O utside a station in Pantin, a town that nudges up against Paris’s north-eastern border, young men hollered “cigarettes!” at commuters. They flashed two or three packets of what looked like ordinary Malboros or Camels for €5 (£4.35), about half the legal price. “There are so many illegal cigarette sellers near stations, they’re taking over the pavements,” said a customer at a local bakery.
The French government has warned of an “explosion” in contraband cigarettes since the Covid lockdowns, as the number of smokers in France remains stable and has even risen among women over 18. Men selling cheap contraband packets near stations in and around Paris, from the Gare du Nord to Barbès or Noisy-le-Sec and La Courneuve, are so commonplace that some residents’ groups deem greater Paris a “giant, open-air, illegal tobacconist’s”.

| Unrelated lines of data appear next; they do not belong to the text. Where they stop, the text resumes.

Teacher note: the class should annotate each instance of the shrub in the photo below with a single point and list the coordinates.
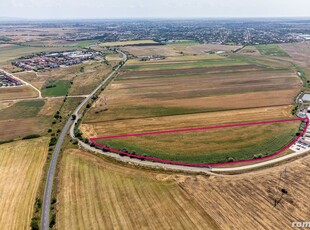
(34, 225)
(31, 136)
(231, 159)
(53, 141)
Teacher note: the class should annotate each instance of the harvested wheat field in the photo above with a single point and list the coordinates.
(21, 168)
(96, 194)
(17, 93)
(248, 201)
(195, 91)
(121, 197)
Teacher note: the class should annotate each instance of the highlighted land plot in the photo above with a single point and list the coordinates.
(208, 146)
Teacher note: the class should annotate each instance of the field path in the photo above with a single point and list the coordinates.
(51, 172)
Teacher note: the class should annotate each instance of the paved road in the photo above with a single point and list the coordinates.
(207, 170)
(24, 82)
(48, 189)
(51, 172)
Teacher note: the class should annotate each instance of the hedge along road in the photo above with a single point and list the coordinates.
(51, 172)
(140, 157)
(179, 166)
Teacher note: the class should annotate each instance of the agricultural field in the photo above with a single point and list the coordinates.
(129, 43)
(212, 146)
(195, 91)
(179, 49)
(119, 197)
(20, 119)
(299, 52)
(56, 88)
(11, 52)
(108, 190)
(21, 169)
(271, 50)
(17, 93)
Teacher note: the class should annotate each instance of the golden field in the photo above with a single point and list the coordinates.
(21, 169)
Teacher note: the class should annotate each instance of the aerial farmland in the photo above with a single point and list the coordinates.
(197, 90)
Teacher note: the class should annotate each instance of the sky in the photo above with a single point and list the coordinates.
(102, 9)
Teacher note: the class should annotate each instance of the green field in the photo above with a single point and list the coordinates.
(211, 146)
(5, 39)
(85, 44)
(25, 109)
(61, 89)
(183, 65)
(271, 50)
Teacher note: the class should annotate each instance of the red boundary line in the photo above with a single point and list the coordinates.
(93, 140)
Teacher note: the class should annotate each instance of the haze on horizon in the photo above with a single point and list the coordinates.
(100, 9)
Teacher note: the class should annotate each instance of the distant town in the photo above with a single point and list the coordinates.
(43, 61)
(228, 32)
(8, 81)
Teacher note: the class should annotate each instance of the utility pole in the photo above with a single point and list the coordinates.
(281, 186)
(105, 103)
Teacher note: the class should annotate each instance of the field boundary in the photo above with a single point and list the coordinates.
(141, 157)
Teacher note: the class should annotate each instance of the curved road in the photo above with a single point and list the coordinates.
(70, 122)
(51, 172)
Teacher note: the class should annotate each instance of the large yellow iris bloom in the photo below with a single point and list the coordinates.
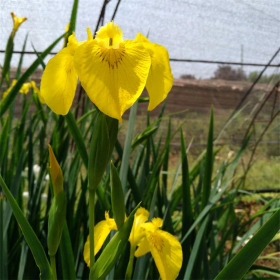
(112, 71)
(146, 237)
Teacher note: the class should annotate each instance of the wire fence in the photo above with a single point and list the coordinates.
(180, 60)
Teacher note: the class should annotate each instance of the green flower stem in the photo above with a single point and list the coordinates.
(91, 225)
(129, 269)
(53, 266)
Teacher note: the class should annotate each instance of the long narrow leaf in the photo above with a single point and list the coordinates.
(31, 238)
(242, 262)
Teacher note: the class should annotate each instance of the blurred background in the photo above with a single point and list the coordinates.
(221, 53)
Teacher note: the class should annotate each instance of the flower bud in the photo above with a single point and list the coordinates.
(56, 173)
(57, 212)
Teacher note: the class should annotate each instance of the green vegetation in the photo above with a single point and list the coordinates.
(188, 170)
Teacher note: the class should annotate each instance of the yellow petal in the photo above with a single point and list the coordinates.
(137, 233)
(37, 91)
(101, 232)
(59, 81)
(112, 78)
(160, 79)
(110, 35)
(167, 253)
(17, 21)
(143, 248)
(5, 93)
(25, 88)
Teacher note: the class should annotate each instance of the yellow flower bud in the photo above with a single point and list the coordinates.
(17, 21)
(56, 173)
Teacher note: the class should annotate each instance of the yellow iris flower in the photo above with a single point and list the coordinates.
(112, 71)
(145, 237)
(25, 89)
(17, 21)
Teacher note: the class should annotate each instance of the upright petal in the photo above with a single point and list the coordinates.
(167, 253)
(113, 78)
(59, 81)
(160, 79)
(143, 248)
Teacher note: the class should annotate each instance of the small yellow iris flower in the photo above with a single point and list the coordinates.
(145, 237)
(17, 21)
(37, 91)
(112, 71)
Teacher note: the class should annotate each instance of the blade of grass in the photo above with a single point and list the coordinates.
(127, 146)
(31, 238)
(206, 187)
(5, 103)
(250, 252)
(187, 203)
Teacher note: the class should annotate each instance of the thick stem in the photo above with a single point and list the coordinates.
(91, 226)
(53, 266)
(129, 269)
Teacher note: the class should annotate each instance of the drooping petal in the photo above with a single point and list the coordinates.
(137, 233)
(101, 232)
(59, 80)
(143, 248)
(37, 91)
(167, 253)
(160, 79)
(112, 78)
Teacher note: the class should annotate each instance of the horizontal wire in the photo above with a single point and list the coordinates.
(180, 60)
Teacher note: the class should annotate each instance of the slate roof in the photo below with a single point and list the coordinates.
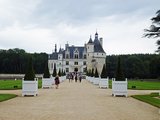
(73, 48)
(98, 46)
(53, 56)
(90, 40)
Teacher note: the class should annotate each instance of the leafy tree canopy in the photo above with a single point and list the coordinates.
(154, 30)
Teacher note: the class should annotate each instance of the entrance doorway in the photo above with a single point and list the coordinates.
(75, 69)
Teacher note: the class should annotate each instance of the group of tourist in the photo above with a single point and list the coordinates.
(74, 76)
(71, 76)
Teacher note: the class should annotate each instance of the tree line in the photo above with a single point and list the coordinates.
(144, 66)
(140, 66)
(14, 61)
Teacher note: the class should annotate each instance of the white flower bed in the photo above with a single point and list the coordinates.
(30, 87)
(103, 83)
(47, 82)
(119, 87)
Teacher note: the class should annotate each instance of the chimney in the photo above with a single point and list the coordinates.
(66, 45)
(101, 41)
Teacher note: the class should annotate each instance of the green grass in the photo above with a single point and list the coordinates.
(149, 99)
(141, 85)
(4, 97)
(9, 84)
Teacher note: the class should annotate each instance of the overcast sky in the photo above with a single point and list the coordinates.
(37, 25)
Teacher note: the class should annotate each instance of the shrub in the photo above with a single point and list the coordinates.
(29, 75)
(59, 73)
(96, 74)
(92, 73)
(104, 72)
(46, 71)
(54, 71)
(119, 71)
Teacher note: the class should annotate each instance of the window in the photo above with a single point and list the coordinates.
(67, 56)
(75, 63)
(67, 69)
(76, 56)
(67, 62)
(51, 65)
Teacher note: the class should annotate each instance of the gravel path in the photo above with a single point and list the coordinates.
(76, 101)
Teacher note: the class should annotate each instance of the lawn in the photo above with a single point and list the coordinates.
(151, 99)
(4, 97)
(141, 85)
(14, 84)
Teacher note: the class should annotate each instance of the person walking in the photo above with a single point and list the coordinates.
(57, 82)
(80, 78)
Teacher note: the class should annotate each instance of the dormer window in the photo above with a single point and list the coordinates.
(76, 56)
(67, 56)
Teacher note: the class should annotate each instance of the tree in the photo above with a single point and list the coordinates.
(92, 73)
(135, 67)
(59, 72)
(119, 71)
(54, 71)
(155, 67)
(96, 74)
(104, 72)
(30, 75)
(46, 71)
(154, 30)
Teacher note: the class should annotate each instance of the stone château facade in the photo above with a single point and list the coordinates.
(91, 55)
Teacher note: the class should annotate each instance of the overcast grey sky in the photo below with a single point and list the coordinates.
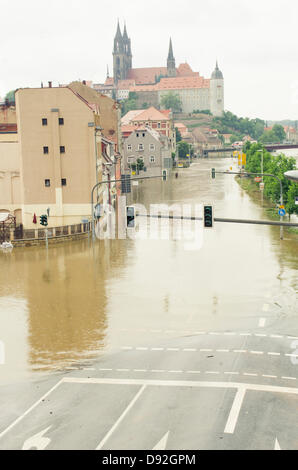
(255, 42)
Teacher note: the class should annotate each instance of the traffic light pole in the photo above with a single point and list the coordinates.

But France’s cigarette wars are a sign of deeper problems running through society. International criminal gangs are putting millions of euros into setting up secret illegal cigarette factories in western Europe and France is a key target market – it has among the highest taxes on cigarettes in the EU with the average price of a pack about €11. At the bottom of the chain, the young men selling a handful of packets on the street – many from Maghreb countries or Afghanistan – are often without legal papers and unable to find other work, vulnerable to gangs and making a tiny profit to survive. Those who buy the cigarettes say they cannot make ends meet so have no choice, despite risking a €135 fine if they are caught purchasing illegal tobacco.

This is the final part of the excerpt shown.